Si capisce come chi sia stato a favore del maggioritario per tutta una vita possa essere preoccupato di fronte ad un eventuale ritorno del proporzionale. E, pur di rimanere fedele alla propria immutabile convinzione, si schieri a favore del “Sì” al referendum costituzionale lanciando strali contro il fronte del “No”, accusato di essere formato da una accozzaglia di residuati politici preoccupati solo della propria poltrona.

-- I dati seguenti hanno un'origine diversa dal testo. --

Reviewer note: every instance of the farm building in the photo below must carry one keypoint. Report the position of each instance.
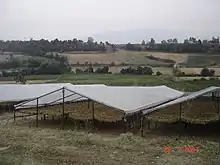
(126, 107)
(98, 102)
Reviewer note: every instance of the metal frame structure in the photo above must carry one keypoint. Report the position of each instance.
(189, 97)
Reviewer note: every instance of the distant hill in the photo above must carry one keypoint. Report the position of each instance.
(137, 35)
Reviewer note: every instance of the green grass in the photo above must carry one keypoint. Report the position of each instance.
(33, 77)
(203, 60)
(117, 79)
(112, 79)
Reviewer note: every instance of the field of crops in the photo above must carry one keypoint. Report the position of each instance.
(79, 111)
(200, 111)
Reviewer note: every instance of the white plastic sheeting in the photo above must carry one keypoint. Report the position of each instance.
(193, 95)
(19, 92)
(127, 99)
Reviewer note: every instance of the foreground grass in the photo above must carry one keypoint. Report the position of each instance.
(23, 145)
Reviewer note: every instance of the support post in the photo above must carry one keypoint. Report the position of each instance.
(14, 114)
(180, 118)
(142, 125)
(88, 103)
(93, 116)
(63, 104)
(37, 110)
(218, 104)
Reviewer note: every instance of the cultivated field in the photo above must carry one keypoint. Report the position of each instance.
(124, 57)
(47, 146)
(114, 79)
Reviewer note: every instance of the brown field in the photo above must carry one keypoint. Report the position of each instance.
(198, 70)
(117, 69)
(126, 57)
(199, 111)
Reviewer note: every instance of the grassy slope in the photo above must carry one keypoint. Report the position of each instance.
(113, 79)
(24, 145)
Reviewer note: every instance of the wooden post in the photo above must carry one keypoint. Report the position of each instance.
(180, 115)
(93, 116)
(37, 110)
(62, 124)
(124, 124)
(88, 103)
(180, 118)
(142, 125)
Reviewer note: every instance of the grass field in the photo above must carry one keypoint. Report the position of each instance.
(126, 57)
(47, 146)
(203, 60)
(116, 79)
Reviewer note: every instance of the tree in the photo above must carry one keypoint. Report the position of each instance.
(158, 73)
(175, 41)
(205, 72)
(152, 43)
(147, 71)
(90, 40)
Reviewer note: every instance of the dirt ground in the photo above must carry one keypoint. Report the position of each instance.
(20, 144)
(127, 57)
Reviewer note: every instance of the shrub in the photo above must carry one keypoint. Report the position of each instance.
(103, 70)
(205, 72)
(79, 70)
(139, 70)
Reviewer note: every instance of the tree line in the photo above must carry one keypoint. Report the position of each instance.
(41, 47)
(190, 45)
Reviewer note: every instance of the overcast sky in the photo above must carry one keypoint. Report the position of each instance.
(68, 19)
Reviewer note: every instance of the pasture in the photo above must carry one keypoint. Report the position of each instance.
(124, 57)
(48, 146)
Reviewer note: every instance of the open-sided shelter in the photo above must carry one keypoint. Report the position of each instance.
(126, 100)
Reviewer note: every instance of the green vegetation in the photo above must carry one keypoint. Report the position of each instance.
(118, 79)
(47, 146)
(191, 45)
(203, 60)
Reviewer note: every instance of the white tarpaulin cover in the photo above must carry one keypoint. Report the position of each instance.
(190, 96)
(128, 99)
(19, 92)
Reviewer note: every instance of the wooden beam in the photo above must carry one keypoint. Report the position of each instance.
(93, 116)
(37, 110)
(63, 108)
(142, 125)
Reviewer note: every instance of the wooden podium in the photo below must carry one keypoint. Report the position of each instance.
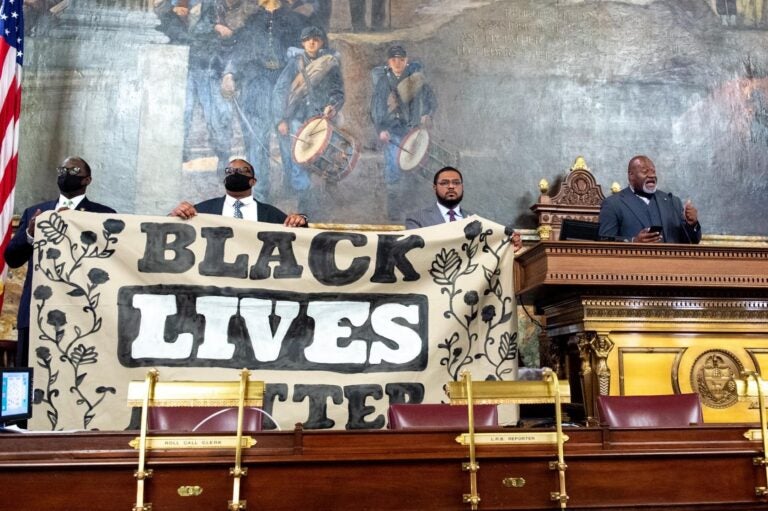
(634, 319)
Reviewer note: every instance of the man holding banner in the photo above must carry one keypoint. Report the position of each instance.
(239, 202)
(448, 184)
(74, 176)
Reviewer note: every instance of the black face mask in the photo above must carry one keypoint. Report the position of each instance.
(69, 184)
(237, 182)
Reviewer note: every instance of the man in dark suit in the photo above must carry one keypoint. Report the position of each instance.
(74, 177)
(448, 184)
(631, 213)
(239, 202)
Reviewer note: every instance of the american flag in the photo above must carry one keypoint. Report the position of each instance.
(11, 51)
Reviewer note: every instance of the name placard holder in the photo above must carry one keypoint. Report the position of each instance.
(150, 392)
(548, 390)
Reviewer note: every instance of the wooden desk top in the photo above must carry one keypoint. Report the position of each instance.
(702, 468)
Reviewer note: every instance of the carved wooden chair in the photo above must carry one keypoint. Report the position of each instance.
(438, 416)
(673, 410)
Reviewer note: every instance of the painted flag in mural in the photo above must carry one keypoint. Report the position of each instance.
(11, 51)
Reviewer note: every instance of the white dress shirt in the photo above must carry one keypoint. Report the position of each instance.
(248, 209)
(456, 212)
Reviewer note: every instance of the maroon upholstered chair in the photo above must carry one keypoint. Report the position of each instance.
(671, 410)
(440, 416)
(202, 419)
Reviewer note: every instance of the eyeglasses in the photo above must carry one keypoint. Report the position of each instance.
(245, 171)
(72, 171)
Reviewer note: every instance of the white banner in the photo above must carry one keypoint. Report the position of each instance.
(339, 324)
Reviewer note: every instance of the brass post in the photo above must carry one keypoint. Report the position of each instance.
(473, 498)
(141, 474)
(237, 472)
(562, 495)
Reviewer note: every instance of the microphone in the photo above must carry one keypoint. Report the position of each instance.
(685, 222)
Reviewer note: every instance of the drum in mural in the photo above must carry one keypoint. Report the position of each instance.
(418, 149)
(325, 149)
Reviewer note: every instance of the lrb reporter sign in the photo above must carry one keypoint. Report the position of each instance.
(338, 324)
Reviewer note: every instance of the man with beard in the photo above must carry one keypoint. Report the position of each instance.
(239, 202)
(631, 213)
(449, 189)
(74, 176)
(448, 184)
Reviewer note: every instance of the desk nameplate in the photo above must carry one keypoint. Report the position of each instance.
(194, 442)
(511, 438)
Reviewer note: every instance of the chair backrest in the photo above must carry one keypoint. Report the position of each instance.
(673, 410)
(439, 416)
(202, 419)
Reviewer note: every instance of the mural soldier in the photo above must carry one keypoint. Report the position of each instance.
(192, 22)
(310, 85)
(402, 100)
(250, 76)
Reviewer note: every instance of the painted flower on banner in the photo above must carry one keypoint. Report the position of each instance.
(70, 346)
(490, 339)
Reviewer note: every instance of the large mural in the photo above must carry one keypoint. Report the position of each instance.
(346, 108)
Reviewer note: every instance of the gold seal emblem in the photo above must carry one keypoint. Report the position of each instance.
(713, 376)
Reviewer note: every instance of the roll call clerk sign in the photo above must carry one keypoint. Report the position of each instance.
(339, 324)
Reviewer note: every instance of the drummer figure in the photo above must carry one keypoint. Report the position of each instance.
(310, 85)
(402, 101)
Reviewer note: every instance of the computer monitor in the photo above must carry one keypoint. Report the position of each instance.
(15, 394)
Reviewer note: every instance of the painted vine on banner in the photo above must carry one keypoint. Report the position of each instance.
(60, 259)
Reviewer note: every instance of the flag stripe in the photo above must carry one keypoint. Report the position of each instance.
(11, 53)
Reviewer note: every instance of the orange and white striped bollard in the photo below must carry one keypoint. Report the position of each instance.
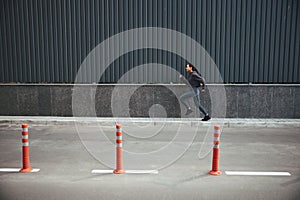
(215, 162)
(119, 160)
(25, 149)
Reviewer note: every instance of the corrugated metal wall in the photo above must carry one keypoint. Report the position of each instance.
(250, 40)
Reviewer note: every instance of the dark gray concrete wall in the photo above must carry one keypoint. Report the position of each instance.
(242, 101)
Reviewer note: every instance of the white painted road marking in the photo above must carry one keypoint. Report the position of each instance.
(12, 170)
(95, 171)
(247, 173)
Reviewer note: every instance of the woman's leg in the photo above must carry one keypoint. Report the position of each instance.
(184, 98)
(197, 101)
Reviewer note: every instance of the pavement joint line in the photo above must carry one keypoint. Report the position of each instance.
(14, 170)
(96, 171)
(256, 173)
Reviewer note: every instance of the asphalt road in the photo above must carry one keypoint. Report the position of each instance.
(66, 155)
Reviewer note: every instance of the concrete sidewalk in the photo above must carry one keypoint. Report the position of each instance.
(225, 122)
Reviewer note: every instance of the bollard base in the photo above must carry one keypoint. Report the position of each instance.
(26, 170)
(119, 171)
(215, 173)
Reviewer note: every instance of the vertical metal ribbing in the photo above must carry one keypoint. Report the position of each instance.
(119, 159)
(215, 162)
(25, 149)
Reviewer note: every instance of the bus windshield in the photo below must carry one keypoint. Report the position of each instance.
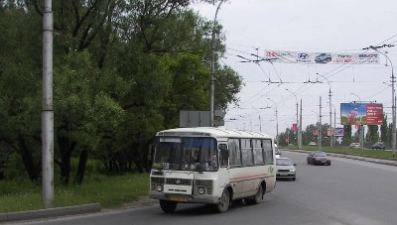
(186, 153)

Ciò che non si capisce, però, è l’ideologizzazione del maggioritario, cioè la trasformazione in ideologia totalizzante della convinzione che il meccanismo del premio di maggioranza al vincitore delle elezioni sia la soluzione migliore al problema della stabilità e della capacità decisionale delle democrazie liberali. Trasformare il maggioritario in una ideologia comporta fatalmente una fatale perdita del senso della realtà. Con il risultato di non riuscire a prendere atto che il meccanismo maggioritario garantisce stabilità ed alternanza quando il sistema politico è bipartitico, ma tende fatalmente ad incepparsi quando lo schema bipartitico diventa tripartitico o pluripartitico.

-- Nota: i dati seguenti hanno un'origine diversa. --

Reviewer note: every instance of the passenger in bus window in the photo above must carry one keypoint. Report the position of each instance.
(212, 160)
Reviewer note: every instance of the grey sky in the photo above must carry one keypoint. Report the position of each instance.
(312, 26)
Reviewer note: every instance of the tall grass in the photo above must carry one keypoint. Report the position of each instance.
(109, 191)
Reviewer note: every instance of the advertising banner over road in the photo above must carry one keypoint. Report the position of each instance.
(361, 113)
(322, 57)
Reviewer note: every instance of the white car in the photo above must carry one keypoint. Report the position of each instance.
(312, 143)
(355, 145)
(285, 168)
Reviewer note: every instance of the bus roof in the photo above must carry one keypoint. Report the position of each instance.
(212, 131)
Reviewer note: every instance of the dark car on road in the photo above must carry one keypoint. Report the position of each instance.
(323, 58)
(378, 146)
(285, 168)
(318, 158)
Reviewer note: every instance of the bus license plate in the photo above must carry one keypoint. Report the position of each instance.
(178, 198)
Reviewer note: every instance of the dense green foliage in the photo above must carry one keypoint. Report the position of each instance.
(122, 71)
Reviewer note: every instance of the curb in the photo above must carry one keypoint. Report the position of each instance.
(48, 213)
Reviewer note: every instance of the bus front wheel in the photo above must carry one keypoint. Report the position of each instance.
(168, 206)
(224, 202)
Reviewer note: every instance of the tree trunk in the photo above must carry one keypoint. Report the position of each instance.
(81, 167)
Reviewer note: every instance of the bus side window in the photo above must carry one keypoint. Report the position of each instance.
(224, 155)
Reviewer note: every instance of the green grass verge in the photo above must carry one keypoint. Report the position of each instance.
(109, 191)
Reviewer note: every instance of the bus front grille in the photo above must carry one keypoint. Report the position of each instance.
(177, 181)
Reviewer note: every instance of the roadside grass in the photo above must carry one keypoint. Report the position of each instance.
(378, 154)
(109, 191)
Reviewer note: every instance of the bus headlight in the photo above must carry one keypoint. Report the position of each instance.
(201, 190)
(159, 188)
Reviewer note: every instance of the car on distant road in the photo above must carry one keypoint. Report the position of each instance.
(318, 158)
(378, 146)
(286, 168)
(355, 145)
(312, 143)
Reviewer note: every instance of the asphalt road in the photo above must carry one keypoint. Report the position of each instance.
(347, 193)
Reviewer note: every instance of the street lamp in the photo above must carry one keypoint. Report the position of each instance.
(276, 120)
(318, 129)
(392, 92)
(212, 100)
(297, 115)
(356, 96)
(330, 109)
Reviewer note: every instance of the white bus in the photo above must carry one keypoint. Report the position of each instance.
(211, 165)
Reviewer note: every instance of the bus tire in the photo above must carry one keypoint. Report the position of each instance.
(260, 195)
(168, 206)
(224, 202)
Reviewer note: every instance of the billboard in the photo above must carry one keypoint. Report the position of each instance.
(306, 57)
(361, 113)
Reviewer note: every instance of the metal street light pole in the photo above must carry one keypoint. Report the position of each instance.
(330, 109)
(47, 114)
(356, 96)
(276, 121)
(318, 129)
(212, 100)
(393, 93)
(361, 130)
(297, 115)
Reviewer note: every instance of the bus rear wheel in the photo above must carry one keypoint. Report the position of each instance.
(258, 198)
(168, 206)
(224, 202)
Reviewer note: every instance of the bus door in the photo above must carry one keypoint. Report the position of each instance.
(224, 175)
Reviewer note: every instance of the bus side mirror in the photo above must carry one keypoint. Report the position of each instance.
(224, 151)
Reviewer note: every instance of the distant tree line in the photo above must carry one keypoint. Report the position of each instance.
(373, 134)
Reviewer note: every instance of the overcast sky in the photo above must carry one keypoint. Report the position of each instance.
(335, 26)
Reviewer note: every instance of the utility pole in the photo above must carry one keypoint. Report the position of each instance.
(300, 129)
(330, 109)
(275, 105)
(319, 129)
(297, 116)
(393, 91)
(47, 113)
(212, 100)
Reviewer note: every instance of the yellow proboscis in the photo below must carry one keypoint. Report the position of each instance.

Negli Stati Uniti il sistema maggioritario e presidenziale funziona al meglio perché la pluralità delle componenti del Partito Democratico e del Partito Repubblicano finiscono sempre con il ricompattarsi in uno dei due grandi contenitori politici. In Gran Bretagna il maggioritario continua a funzionare anche se accusa qualche colpo a causa della ridotta capacità di coesione di conservatori e laburisti. Ma nel resto dell’Europa, dove il bipartitismo è stato sostituito dal tripartitismo (come in Italia) o dal pluripartitismo (come in Spagna o in Grecia), il meccanismo s’inceppa. E porta fatalmente o verso il successo delle forze più estreme o verso quelle larghe intese tra partiti antagonisti ma legati dal comune interesse per la difesa del sistema costituzionale che, per singolare paradosso, è lo stesso sbocco a cui può portare il tanto deprecato proporzionale.

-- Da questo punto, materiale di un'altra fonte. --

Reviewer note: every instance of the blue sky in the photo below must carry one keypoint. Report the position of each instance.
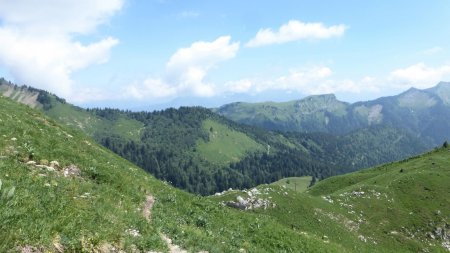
(160, 53)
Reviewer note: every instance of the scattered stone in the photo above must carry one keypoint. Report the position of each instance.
(30, 249)
(31, 163)
(147, 210)
(172, 247)
(48, 168)
(446, 245)
(54, 164)
(43, 162)
(71, 171)
(252, 202)
(133, 232)
(362, 238)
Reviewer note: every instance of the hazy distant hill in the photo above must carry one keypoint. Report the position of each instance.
(61, 192)
(203, 152)
(423, 113)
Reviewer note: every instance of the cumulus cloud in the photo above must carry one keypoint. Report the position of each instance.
(39, 45)
(295, 30)
(186, 71)
(309, 81)
(419, 75)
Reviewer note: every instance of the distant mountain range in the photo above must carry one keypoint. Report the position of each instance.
(423, 113)
(61, 192)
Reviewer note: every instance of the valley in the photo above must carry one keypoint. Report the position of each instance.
(89, 199)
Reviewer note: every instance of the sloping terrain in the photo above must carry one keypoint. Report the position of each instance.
(202, 152)
(61, 192)
(398, 207)
(422, 113)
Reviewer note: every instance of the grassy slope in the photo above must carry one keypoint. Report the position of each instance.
(47, 209)
(225, 145)
(94, 125)
(374, 210)
(95, 210)
(299, 184)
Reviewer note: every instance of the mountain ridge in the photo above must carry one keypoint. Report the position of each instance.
(414, 110)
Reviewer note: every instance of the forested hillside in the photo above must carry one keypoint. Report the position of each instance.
(422, 113)
(198, 150)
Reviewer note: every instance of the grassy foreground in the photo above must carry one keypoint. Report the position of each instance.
(94, 201)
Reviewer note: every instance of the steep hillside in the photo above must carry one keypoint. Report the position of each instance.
(398, 207)
(423, 113)
(202, 152)
(60, 192)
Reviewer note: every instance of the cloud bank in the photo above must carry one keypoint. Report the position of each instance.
(295, 30)
(419, 75)
(186, 71)
(39, 45)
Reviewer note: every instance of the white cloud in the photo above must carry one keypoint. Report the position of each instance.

Nel nostro Paese la l’ideologizzazione del maggioritario impedisce di comprendere che il passaggio dal bipartitismo al tripartitismo apre la strada, come dimostrato dalle elezioni comunali di Roma, Torino e Napoli, al trionfo di una forza antisistema come il Movimento 5 Stelle. La riforma costituzionale voluta da Matteo Renzi per trasformare il suo partito personale nell’asse portante del sistema politico è destinata a provocare inevitabilmente la ripetizione a livello nazionale dell’effetto Raggi o dell’effetto Appendino. Cioè la vittoria dei grillini. A dispetto dei maggioritaristi ideologizzati, quindi, chi vota “Sì” al referendum vota non per Renzi ma per Beppe Grillo. Il ché è bene metterlo in chiaro prima che sia troppo tardi!